The final major area of difference between Local and International health insurance policies is with regards to the ability to renew a plan, or the policies “renewability.” Many consumers are unaware that a vast majority of local health insurance plans will impose limits on the policyholders’ ability to renew once they have reached a certain age, typically 65 years old. Obviously, as an individual ages their propensity for getting sick, or suffering from a serious illness will increase; so it is often vital that they have some type of support. However, due to the wide ranging old-age cutoff with most local health insurance policies, elderly persons are often being left to manage the costs of their healthcare independently, or in tandem with insufficient coverage provided by governments busy focusing their resources elsewhere. As such, it is no surprise that recent studies have pointed to the alarming trend that the vast majority of medical tourists, in some cases as many as 60 percent, are over 65 years old. It is this portion of the populace which is being forced to seek low cost alternatives to the healthcare systems which they have been reliant on for most of their lives.
Again, international health insurance policies differ from their local counterparts in this regard. International coverage will often guarantee the ability to renew a plan, no matter what the age of the policyholder. In this sense, a retiree living in Thailand, Mexico, or Spain (in some ways an individual who would already be considered a medical tourist) can have the confidence that they will be able to access the healthcare that they need, when they need it. In fact, some providers, such as IHI Danmark A/S, will take this ideal a step further, and create a flat rate community premium for all individuals over the age of 65 – ensuring that not only do they not have to worry about whether they can actually renew the policy, but also that they can forget about the issues of medical inflation while in their golden years.

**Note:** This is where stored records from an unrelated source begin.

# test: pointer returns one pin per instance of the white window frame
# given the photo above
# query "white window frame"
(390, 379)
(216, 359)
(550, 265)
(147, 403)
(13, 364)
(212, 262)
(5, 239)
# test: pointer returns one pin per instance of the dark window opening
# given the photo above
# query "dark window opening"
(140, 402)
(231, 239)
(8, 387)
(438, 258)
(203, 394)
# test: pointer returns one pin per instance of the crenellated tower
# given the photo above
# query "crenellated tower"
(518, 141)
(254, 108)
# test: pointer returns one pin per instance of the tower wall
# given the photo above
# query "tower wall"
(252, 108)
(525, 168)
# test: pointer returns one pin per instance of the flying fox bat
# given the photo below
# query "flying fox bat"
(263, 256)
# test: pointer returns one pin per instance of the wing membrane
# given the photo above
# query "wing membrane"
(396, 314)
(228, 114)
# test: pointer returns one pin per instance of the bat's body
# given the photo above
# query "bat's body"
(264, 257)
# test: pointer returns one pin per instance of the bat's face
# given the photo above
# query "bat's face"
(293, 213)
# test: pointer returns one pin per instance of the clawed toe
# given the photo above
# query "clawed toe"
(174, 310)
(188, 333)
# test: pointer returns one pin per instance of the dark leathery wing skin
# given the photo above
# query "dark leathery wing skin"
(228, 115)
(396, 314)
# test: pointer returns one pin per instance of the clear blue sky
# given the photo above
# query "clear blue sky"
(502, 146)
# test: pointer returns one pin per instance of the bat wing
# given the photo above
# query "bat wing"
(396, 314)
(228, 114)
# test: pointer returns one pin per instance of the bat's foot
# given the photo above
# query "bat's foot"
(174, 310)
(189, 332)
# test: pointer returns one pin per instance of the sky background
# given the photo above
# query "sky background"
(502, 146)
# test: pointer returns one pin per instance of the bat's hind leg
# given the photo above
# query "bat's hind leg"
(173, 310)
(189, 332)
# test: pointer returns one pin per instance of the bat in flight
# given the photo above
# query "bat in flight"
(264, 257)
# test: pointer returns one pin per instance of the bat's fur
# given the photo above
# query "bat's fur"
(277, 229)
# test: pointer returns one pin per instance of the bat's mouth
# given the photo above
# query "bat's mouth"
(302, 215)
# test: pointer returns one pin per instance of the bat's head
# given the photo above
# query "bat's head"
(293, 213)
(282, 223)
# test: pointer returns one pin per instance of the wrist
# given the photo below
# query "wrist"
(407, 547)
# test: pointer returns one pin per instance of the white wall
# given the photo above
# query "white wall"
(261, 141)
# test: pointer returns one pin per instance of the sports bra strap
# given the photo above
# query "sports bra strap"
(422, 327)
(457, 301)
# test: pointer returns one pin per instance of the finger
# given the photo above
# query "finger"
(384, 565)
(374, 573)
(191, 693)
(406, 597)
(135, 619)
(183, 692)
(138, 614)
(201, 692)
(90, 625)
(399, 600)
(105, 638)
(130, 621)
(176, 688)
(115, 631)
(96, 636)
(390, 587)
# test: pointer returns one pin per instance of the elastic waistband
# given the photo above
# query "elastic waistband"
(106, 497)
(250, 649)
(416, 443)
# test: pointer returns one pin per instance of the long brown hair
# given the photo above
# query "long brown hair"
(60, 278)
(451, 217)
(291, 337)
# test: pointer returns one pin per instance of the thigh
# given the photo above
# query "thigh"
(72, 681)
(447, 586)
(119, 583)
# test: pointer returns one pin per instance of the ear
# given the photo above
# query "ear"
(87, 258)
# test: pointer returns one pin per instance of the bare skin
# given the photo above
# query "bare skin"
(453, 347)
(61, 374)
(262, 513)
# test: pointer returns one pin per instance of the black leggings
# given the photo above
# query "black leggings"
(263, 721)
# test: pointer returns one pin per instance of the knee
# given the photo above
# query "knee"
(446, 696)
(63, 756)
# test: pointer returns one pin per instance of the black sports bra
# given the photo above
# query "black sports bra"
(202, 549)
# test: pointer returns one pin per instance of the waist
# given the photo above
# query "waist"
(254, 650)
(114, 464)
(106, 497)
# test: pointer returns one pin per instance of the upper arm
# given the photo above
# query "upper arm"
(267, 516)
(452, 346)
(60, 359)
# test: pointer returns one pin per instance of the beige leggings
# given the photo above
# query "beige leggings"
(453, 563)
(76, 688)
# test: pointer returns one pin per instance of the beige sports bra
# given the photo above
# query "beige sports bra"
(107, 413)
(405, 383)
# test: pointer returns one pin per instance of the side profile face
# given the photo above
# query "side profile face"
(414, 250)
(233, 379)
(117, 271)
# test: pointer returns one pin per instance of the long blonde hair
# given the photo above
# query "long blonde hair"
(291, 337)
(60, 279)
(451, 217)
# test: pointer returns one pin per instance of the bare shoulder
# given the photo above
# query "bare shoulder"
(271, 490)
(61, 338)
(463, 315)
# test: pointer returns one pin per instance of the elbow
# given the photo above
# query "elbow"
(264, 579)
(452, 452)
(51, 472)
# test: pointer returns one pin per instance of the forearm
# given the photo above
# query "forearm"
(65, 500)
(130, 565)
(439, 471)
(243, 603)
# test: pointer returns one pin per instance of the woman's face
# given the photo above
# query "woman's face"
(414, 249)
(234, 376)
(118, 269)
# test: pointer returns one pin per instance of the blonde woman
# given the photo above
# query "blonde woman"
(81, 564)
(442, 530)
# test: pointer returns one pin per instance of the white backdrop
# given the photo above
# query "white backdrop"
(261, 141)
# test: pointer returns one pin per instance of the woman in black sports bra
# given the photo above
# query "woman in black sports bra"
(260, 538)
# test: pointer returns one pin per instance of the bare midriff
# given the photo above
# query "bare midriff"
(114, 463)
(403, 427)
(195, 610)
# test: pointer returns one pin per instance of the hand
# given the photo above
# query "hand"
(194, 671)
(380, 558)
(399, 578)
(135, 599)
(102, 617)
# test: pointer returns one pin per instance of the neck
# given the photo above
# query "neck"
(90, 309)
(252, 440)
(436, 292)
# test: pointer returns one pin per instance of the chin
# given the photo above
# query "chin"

Traveling overseas can be the highlight of a lifetime, and in many cases a simple travel health insurance policy will allow you to receive basic healthcare while outside your home country; returning to a local policy when you repatriate. However, in the event that an individual is seeking alternative options for medical treatment, or even suffers a serious accident or illness while overseas, travel health insurance or a local health insurance policy may be insufficient to provide appropriate coverage. Additionally, traveling abroad specifically to receive medical treatment, while often lower cost than the options available in most first world nations, can be a significant expense.
Although nations such as China, Thailand, India, and Singapore are able to provide higher standards of medical care than ever before, handling the costs associated with this treatment out-of-pocket can be a major financial burden; but as many individuals across the globe are discovering, it is often cheaper than the alternative.